Он смотрит в иллюминатор на капельки воды, разбегающиеся от ветра. Встреча с отцом не была, прямо скажем, громадной. Даже не обещание встречи — так, сон, всего лишь психический феномен, а все равно он чувствует себя ребенком, который долго-долго плакал, а потом на него посмотрели взрослые, ласково, так, чтоб он понял, что давно прощен, и слезы высохли, только вокруг глаз еще побаливает, но хочется уже движения, игрушек, еды.
Можно ему еще порцию? — Нет, разве что кто-то откажется. Порции — по числу пассажиров. — Спасибо, не беспокойтесь, он сыт.
Со своей щетиной и двухдневной немытостью он, наверное, подозрителен, а возможно, и запах уже, американцы чувствительны к запахам, — ничего, наплевать, самому незаметно, как не слышен ему его русский акцент, — развалился на трех сиденьях, ноги закутал пледом, в наушниках — Мендельсон, фортепианное трио, несовершенная запись, но какая проникновенная игра! Шесть часов передышки перед Нью-Йорком — городом желтого дьявола, кто назвал так Нью-Йорк?

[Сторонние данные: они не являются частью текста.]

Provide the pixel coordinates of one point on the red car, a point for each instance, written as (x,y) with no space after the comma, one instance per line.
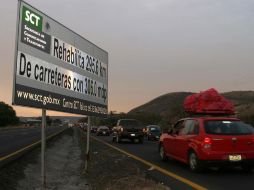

По прилете им овладевает экономическая распущенность, и он покупает домашним нелепые дорогие подарки, а уже в самолете домой, еще на земле, совершает поступок, которого будет стесняться.
Обстоятельства таковы. Самолет переполнен, он сидит у окна рядом с запасным выходом — дефицитное место, заранее побеспокоился, тут больше простора ногам — и на сиденье рядом с ним плюхается господин средних лет, который, во-первых, совершенно пьян, а во-вторых, весит, вероятно, килограмм сто семьдесят — только среди американцев такие встречаются. Господин истекает потом, горячие бока его свисают далеко по краям сиденья. Понятно, что изменений к лучшему не предвидится, так будет до самой Москвы.
Он вылезает из-под горы жира и, не успев придумать, что скажет, протискивается к стюардессе и сообщает, что сосед его пьян и что это, с его точки зрения, создает угрозу: в случае бедствия поможет ли нетрезвый человек остальным пассажирам выбраться?
— Сэр, — спрашивает толстяка стюардесса, — не угодно ли быть пересаженным? Нет? — Она просит его говорить громче. — Нет? — Ну тогда она вызывает полицию, и господин полетит в Москву в это же время на этом же месте, но завтра.
Надо вмешаться: погодите, он ручается… Освободившись из-под туши, он яснее соображает, что натворил, ему тоже приходилось употреблять алкоголь, в меньших, конечно, количествах, но, возможно, его сосед перед полетом волнуется, многие боятся летать. Никто в его сторону и головы не повернул, а толстяк, только услышав слово «полиция», встает и плетется за стюардессой в конец салона.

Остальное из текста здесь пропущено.